H ace unos meses murió uno de los mejores poetas que ha dado esta ciudad.
Se llamaba Eduardo Apodaca y era una persona buena, buena, buena, y un tipo extraordinario y original al que además de escribir, le gustaba leer, pensar, jugar al ajedrez y charlar.
Se le partió el corazón de repente, cuando aún tenía mucha vida por vivir y muchos versos que inventar, pero dejó en sus libros un mundo sensible, lleno de belleza y humanidad, en el que conviven atardeceres, animales, amigos y experiencias.
Pienso a menudo en Eduardo y le recuerdo especialmente cuando camino por el parque y veo colarse la luz entre las hojas de los árboles.
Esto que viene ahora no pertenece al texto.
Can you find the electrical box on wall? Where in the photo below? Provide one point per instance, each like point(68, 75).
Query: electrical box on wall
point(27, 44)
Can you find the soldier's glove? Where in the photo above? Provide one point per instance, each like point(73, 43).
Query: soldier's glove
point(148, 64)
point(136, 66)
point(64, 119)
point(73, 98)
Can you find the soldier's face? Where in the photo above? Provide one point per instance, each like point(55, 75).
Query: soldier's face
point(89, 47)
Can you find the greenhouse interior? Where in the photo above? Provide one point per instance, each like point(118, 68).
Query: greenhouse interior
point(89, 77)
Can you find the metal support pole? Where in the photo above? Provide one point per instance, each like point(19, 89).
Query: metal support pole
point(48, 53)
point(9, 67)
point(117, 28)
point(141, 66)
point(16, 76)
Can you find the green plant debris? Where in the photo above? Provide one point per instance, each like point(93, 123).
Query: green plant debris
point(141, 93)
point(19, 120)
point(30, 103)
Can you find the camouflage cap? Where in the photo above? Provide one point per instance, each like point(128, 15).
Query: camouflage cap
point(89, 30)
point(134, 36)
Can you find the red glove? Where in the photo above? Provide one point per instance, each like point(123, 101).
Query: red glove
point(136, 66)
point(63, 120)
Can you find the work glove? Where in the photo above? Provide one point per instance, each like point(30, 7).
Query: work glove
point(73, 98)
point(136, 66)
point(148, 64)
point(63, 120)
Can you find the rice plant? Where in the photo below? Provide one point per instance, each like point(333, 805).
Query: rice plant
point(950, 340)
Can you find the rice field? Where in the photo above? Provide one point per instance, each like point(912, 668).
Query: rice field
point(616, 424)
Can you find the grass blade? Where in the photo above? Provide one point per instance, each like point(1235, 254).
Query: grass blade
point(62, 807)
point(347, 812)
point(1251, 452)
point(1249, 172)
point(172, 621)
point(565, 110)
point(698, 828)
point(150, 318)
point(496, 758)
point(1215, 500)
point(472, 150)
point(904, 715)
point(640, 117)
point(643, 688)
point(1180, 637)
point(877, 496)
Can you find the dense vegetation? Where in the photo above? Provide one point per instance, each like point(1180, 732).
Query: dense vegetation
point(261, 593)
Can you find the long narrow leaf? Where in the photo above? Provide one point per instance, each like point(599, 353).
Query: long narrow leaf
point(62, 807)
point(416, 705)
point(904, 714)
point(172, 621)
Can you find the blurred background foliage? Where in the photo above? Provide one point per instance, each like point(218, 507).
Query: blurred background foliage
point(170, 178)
Compartí con él esos paseos, y cenas, viajes, amistades, lecturas... y aunque su muerte me produce rabia y pena, no dejo de alegrarme por haberle conocido y tratado, porque el mundo -y mi mundo- han sido mejores gracias a su amistad.
El jueves se leerán sus poesías en la Biblioteca de Bidebarrieta y será triste, pero le recordaremos como se merece: escuchando sus palabras, sus ricos, plenos, hermosos poemas. Aunque ahora escuezan y duelan.